To compute a QR factorization of $A$, we can apply Householder reflections successively to introduce zeroes below the diagonal in each column of $A$. More precisely, we can find a Householder reflection $H \in \C^{m \times m}$ such that $$ HA = \begin{bmatrix} \alpha & b^\tp \\ & A' \end{bmatrix}, $$ where $\alpha \in \C$, $b \in \C^{n-1}$, and $A’ \in \C^{(m-1) \times (n-1)}$ (allowing $H = I$ if the subdiagonal entries in the first column of $A$ are already zero). Now supposing inductively that $A’$ has a QR factorization $Q’ R’$, we obtain the factorization $$ A = \underbrace{H^* \begin{bmatrix} 1 & \\ & Q' \end{bmatrix}}_{Q} \underbrace{\begin{bmatrix} \alpha & b^\tp \\ & R' \end{bmatrix}}_{R}. $$
Givens rotations
Given $a, b \in \C$, consider the problem of finding a $U \in \mathrm{SU}(2)$ and an $r \in \C$ such that $U \begin{bmatrix} a \\ b \end{bmatrix} = \begin{bmatrix} r \\ 0 \end{bmatrix}$. We have $$ U = \begin{bmatrix} c & s \\ -\conj{s} & \conj{c} \end{bmatrix}, \quad \text{where $\abs{c}^2 + \abs{s}^2 = 1$} $$ and $ac + bs = r$, $b\conj{c} - a\conj{s} = 0$. Since $U$ is unitary, we must have $r = \omega \sqrt{\abs{a}^2 + \abs{b}^2}$ for some $\omega \in \C$ with $\abs{\omega} = 1$, and assuming that $r \neq 0$ (which is to say that $a$ and $b$ are not both zero), we obtain $$ c = \frac{\conj{a}}{\conj{r} \vphantom{\sqrt{\abs{a}^2 + \abs{b}^2}}} = \frac{\omega \conj{a}}{\sqrt{\abs{a}^2 + \abs{b}^2}}, \quad s = \frac{\conj{b}}{\conj{r} \vphantom{\sqrt{\abs{a}^2 + \abs{b}^2}}} = \frac{\omega \conj{b}}{\sqrt{\abs{a}^2 + \abs{b}^2}}. $$ A conventional choice in this context is $\omega = \sign(a)$, along with $U = I$ (and $r = 0$) in the case $a = b = 0$.

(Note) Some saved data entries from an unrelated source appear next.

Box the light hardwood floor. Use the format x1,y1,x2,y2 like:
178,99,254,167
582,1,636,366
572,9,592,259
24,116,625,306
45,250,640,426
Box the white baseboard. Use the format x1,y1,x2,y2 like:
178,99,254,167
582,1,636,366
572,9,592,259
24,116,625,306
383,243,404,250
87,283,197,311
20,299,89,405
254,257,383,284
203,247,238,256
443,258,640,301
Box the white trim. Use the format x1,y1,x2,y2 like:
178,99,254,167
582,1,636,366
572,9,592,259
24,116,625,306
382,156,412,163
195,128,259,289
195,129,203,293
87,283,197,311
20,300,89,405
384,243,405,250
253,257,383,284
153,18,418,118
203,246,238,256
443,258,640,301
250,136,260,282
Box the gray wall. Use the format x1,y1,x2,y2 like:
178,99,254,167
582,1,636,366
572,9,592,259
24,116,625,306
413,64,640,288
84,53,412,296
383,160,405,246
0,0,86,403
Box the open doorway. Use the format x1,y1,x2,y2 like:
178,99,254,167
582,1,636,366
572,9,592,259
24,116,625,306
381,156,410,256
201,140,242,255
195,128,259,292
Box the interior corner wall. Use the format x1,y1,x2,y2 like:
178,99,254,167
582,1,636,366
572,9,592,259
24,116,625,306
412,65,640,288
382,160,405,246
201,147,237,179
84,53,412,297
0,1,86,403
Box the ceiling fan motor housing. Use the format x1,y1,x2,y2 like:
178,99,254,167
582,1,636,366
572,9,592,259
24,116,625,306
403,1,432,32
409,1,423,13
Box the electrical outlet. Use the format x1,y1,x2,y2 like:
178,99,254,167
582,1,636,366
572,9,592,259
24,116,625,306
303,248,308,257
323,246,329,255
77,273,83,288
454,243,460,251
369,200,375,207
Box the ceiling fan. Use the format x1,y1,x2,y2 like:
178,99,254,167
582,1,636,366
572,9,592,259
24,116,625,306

Thus, if $a$ and $b$ are the $i$th and $j$th components of some $x \in \C^m$, where $i < j$, the Givens rotation $$ G := \begin{bmatrix} I_{i-1} \\ & c & & s \\ & & I_{(j-1)-i} & \\ & -\conj{s} & & \conj{c} \\ & & & & I_{m-j} \end{bmatrix} $$ is a unitary matrix such that the $j$th component of $Gx$ is zero. (In the real-valued setting, $G$ is indeed a rotation in the $x_i$- $x_j$ plane.) Such rotations can evidently be applied to compute a QR factorization of $A$ by introducing zeroes below the diagonal of $A$ one at a time.
-
If $A \in \R^{m \times n}$, a QR factorization is defined analogously; i.e., with $Q$ orthogonal. ↩︎